My French is coming along, I think...I am starting to think in French about half the time, which is good I guess.  I still have days sometimes when my French just goes all out the window, when I accidentally say, "It looks like it might cry today" instead of "It looks like rain." Or when I just feel stupid because I have to go to the pharmacy and say to the pharmacist, "excuse me, but I am in need of some liquid for my lentils." I still don't know if there is a different word for contact solution, but she got the idea. And then some days I realize how little I understand French grammar because it is horribly complex. My friend in Paris corrects me usually, but it interrupts my train of thought and then I feel like whatever it was I wanted to say isn't even worth the complicated sentence I would have to construct in order to say it. But even the French have arguments amongst themselves about what is "technically" correct. What would the Académie say ???

Wednesday, January 4, 2012

midnight in toulouse


midnight in paris toulouse.

So as I mentioned before, on New Years eve we went to Toulouse for a nuit blanche, which I couldn't quite believe I was doing, but it turned out to be pretty great. Nothing could be bad about champagne at Place du Capitole and chatting in French with a guy you met right before midnight who is trying to charm you (and succeeding) saying things like, tu sais, je danse très bien... and, tu dois me rendre visite à Paris... and, at midnight, normalement j'aurais un peu de gui dans ma main, et tu devrais m'embrasser...

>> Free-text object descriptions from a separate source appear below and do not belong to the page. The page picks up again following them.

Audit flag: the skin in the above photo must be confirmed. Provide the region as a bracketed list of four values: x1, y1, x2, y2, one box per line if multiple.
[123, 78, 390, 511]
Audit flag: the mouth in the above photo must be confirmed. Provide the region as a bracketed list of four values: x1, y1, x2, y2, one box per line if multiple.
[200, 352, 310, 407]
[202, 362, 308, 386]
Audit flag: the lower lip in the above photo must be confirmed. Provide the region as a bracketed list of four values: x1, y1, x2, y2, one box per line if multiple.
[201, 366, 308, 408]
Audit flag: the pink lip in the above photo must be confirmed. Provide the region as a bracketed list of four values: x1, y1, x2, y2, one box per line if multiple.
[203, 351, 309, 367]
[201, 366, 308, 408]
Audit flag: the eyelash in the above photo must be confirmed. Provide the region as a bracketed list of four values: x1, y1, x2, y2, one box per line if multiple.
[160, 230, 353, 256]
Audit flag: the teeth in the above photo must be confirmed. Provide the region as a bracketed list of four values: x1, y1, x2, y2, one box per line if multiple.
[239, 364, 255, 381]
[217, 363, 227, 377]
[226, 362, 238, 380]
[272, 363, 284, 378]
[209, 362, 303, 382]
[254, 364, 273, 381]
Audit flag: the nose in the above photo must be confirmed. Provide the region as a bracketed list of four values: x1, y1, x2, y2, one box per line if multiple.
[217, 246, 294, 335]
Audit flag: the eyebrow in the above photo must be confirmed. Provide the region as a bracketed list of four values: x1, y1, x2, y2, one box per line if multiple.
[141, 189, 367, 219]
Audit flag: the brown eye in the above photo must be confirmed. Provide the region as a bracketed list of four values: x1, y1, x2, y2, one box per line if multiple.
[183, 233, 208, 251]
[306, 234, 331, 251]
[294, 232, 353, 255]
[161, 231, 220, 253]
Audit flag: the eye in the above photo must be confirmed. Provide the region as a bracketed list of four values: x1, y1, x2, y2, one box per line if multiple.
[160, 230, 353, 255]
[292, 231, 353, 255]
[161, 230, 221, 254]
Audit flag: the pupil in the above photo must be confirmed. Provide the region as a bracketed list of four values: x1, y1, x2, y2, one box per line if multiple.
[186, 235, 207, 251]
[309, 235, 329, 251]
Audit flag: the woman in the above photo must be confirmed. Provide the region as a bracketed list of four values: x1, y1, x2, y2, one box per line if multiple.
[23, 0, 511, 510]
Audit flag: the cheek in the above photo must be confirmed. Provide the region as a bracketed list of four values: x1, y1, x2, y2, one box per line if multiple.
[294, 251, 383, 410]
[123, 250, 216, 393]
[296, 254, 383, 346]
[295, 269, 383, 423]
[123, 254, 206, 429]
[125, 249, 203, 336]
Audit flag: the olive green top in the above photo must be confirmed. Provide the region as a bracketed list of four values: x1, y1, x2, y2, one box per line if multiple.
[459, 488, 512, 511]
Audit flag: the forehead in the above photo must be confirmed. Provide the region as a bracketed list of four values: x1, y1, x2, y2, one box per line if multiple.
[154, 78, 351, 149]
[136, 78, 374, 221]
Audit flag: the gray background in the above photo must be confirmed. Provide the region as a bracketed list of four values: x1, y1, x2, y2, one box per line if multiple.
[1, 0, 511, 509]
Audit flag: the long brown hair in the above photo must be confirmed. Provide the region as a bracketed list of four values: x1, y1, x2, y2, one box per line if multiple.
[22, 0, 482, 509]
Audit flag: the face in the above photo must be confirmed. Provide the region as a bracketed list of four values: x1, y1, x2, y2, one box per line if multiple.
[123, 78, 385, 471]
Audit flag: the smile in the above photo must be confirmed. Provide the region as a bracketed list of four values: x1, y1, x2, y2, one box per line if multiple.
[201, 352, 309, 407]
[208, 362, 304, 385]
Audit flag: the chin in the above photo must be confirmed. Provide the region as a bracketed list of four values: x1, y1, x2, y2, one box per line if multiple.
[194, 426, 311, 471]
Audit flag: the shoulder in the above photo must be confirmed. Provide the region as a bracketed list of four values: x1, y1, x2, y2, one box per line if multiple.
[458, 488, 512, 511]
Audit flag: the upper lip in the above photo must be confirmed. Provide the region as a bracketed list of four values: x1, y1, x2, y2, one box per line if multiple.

We ran into an assistant from Canada who we'd met at the stage d'acceuil, and he seemed to know everything about everything, but he kept saying "pardon my ignorance" as a preface to whatever random fact he was about to enlighten us with. Pardon my ignorance, but I believe Charleston has survived the most natural disasters of any city in history. Ah bon?

Also, I figured out how to type in proper French on this thing, and the way I do that is by switching my keyboard to a French keyboard, which makes me type about a hundred times slower (I type reeeeally fast normally) but I think it's good for me to practice typing on one anyway. The thing that annoys me the most about it is that you have to press shift to type a period. Whose idea was that anyway?